CanvasBlocker configuration json
Bot Detection
Identification and Bot Detection
The combination of fingerprinting and bot detection gives you a powerful tool to protect against online fraud and produces the best results when used together.
WebDriver
WebDriver Advance
Selenium
NightmareJS
PhantomJS
Awesomium
Cef
CefSharp
Coaches
FMiner
Born
Phantomas
Rhino
Webdriverio
Headless ChromeChrome DevTools Protocol Detection
Detectable use of developer tools to simulate browsers or control them via related developer protocols.
CDPNative Navigator
Detect whether the Navigator is deceptive.

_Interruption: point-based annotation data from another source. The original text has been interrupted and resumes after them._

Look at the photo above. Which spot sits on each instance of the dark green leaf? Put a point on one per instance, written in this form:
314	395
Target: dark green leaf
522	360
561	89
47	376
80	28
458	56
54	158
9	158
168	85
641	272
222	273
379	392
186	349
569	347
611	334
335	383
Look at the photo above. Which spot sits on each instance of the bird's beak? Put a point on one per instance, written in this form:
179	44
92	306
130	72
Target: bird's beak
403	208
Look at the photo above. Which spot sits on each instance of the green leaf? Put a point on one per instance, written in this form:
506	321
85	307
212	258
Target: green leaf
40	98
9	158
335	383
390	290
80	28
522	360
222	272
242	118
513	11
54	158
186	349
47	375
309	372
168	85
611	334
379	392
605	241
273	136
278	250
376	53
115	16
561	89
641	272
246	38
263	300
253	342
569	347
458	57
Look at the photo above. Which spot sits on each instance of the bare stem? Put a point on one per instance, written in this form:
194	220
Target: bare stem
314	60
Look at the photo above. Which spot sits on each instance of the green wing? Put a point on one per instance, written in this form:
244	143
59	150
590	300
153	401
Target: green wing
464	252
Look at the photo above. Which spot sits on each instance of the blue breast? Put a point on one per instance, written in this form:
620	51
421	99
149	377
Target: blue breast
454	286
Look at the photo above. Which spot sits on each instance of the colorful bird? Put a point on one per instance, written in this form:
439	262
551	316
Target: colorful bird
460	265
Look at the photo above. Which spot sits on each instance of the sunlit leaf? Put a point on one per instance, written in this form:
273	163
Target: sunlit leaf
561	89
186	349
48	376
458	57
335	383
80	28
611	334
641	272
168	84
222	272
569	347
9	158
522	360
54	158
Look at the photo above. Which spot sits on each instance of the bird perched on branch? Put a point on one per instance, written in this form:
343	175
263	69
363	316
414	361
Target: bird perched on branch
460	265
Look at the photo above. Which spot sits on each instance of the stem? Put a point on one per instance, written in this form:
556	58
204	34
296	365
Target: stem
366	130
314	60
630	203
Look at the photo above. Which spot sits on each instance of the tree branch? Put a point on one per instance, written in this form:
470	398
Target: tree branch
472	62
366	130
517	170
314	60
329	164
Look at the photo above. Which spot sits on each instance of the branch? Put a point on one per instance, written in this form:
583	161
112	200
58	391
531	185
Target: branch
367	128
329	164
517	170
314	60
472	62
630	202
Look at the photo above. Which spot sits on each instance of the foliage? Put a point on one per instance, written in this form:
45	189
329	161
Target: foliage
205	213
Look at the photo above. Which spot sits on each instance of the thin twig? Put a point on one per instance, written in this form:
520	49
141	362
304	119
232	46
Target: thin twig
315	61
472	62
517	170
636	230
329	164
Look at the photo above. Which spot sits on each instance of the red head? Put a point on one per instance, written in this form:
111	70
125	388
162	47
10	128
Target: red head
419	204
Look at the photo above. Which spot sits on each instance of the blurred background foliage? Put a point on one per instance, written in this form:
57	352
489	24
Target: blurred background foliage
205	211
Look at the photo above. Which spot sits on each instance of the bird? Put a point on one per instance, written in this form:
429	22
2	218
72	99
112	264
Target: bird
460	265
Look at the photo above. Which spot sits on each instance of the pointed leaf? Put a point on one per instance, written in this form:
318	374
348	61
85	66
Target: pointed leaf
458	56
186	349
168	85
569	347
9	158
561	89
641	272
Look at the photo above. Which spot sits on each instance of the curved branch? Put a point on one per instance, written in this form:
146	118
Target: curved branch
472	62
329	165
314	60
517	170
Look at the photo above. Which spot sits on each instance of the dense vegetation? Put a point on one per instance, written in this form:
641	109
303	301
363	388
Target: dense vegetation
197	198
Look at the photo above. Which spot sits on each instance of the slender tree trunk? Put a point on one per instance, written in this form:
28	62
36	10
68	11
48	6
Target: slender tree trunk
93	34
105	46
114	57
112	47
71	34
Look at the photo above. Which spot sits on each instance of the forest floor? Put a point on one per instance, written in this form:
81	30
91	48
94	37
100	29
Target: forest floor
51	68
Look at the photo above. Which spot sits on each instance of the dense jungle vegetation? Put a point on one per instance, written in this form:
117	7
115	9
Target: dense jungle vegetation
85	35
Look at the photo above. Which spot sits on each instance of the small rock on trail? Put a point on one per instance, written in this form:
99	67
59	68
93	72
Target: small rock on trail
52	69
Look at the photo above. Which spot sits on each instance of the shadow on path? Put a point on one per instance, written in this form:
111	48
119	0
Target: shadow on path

Some browser plug-ins or robots will modify key attributes to achieve deception.
appVersion: 5.0 (Windows NT 10.0; Win64; x64) AppleWebKit/537.36 (KHTML, like Gecko) Chrome/132.0.0.0 Safari/537.36
deviceMemory: 8
hardwareConcurrency: 4
maxTouchPoints: 0
mimeTypes: "[object MimeTypeArray]"
plugins: "[object PluginArray]"
productSub: 20030107
userAgent: Mozilla/5.0 (Windows NT 10.0; Win64; x64) AppleWebKit/537.36 (KHTML, like Gecko) Chrome/132.0.0.0 Safari/537.36
vendor: Google Inc.
language: en-US
languages: [ "en-US", "en" ]
javaEnabled: function javaEnabled() { [native code] }
getGamepads: function getGamepads() { [native code] }
requestMIDIAccess: function requestMIDIAccess() { [native code] }
mozGetUserMedia: function mozGetUserMedia() { [native code] }
sendBeacon: function sendBeacon() { [native code] }
requestMediaKeySystemAccess: function requestMediaKeySystemAccess() { [native code] }
getAutoplayPolicy: function getAutoplayPolicy() { [native code] }
registerProtocolHandler: function registerProtocolHandler() { [native code] }
taintEnabled: function taintEnabled() { [native code] }
permissions: "[object Permissions]"
pdfViewerEnabled: true
doNotTrack: 1
mediaCapabilities: "[object MediaCapabilities]"
vendorSub:
cookieEnabled: true
mediaDevices: "[object MediaDevices]"
serviceWorker: "[object ServiceWorkerContainer]"
credentials: "[object CredentialsContainer]"
clipboard: "[object Clipboard]"
mediaSession: "[object MediaSession]"
userActivation: "[object UserActivation]"
wakeLock: "[object WakeLock]"
globalPrivacyControl: true
webdriver: false
geolocation: "[object Geolocation]"
appCodeName: Mozilla
appName: Netscape
platform: Win32
product: Gecko
locks: "[object LockManager]"
onLine: true
storage: "[object StorageManager]"
constructor: function Navigator() { [native code] }
duckduckgo: { "platform": "extension" }
toString: function toString() { [native code] }
toLocaleString: function toLocaleString() { [native code] }
valueOf: function valueOf() { [native code] }
isPrototypeOf: function isPrototypeOf() { [native code] }
propertyIsEnumerable: function propertyIsEnumerable() { [native code] }
__defineGetter__: function __defineGetter__() { [native code] }
__defineSetter__: function __defineSetter__() { [native code] }
__lookupGetter__: function __lookupGetter__() { [native code] }
__lookupSetter__: function __lookupSetter__() { [native code] }
9 条评论
文章结构紧凑,层次分明,逻辑严密,让人一读即懂。
作者对主题的挖掘深入骨髓,展现了非凡的洞察力和理解力。
每个标点都承载着思考的重量。
文化底蕴深厚,引经据典信手拈来。
反驳对手观点时需更注重逻辑严密性。
场景转换稍显突兀,可增加过渡描写。
?叙事类评语?
建议增加个人经历分享,增强情感穿透力。
若能结合热点事件分析,会更富时代性。